[Video]: Kreuzberg alla fine degli anni settanta
di Mattia Grigolo
Kreuzberg la ribelle. Kreuzberg la bella, la reginetta, la cheerleader e il quarterback allo stesso modo. Kreuzberg non è un quartiere, è una bandiera, è un modo di essere, uno status sociale. Kreuzberg è la figlia viziata cresciuta troppo in fretta. E’ il caos della notte berlinese, quando migliaia di ragazzi si riversano nelle strade, il multikulti dei club e dei bar. Il Watergate che si sporge sul fiume senza caderci mai dentro, con i soffitti che sono pavimenti e le pareti che sono uno skyline acido. L’Arena, da sempre nascosta in un angolo, con quel suo braccio lungo e disteso tra la sabbia e una piscina che diventa un rattoppo nella geometria perfetta dello Spree. Le strade di Kreuzberg che portano sempre e comunque a Kreuzberg, perché se le abbandoni sei da un’altra parte e quello sarebbe un altro mondo. I ponti di Kreuzberg e gli artisti di strada che li occupano e la Polizei che si ferma a guardare ed ad ascoltare. Giusto un istante. Sono i cocci delle bottiglie di birra che diventano il vestito buono del week end, per poi essere rimesso nell’armadio, in attesa che finisca un’altra settimana e che qualcuno abbia collezionato un’altra cicatrice. E’ il Görlitzer Park, il suo verdissimo saliscendi e tu che schivi chi ti chiede se vuoi fumare; Hey, my friends, smoke? Oppure ti fermi.

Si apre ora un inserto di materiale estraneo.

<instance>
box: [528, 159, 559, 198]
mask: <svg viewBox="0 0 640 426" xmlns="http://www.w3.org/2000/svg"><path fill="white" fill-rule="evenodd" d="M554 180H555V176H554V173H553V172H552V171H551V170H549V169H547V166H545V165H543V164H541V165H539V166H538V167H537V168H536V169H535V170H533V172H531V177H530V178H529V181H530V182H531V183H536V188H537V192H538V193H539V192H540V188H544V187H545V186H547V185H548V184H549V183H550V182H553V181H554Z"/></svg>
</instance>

Potremmo andare avanti e avanti senza fermarci mai, perché davvero Kreuzberg è un mondo a sé. Si vanta di ciò, Kreuzberg la disubbidiente, si sente importante e forse lo è davvero, perché se io dico Kreuzberg tutti lo sanno dov’è, una delle porte per entrarci la si apre sicuramente.
Com’era Kreuzberg alla fine degli anni settanta? Cosa è sopravvissuto fino ad oggi?
Abbiamo trovato questo video. In una manciata di mesi sarà il nuovo decennio. Dieci anni dopo sarà la fine di qualcosa d’importante e l’inizio di qualcosa di altrettanto decisivo. Pubblicato da Berlin Graffiti, un magazine digitale di graffiti con base nella capitale. Il montaggio è di Falko Brocksieper e per la colonna sonora viene utilizzata una magica traccia del compositore Brian Eno, “Dunwich Beach, Autumn 1960” a sorreggere, tra onde di sintetizzatori e tappeti di riverberi, questi affascinanti sette minuti di riprese per le strade di una Kreuzberg quasi oscura. Abbattuata in parte dalle sue ferite più grandi. Probabilmente diversa, ma sempre viva e ribelle.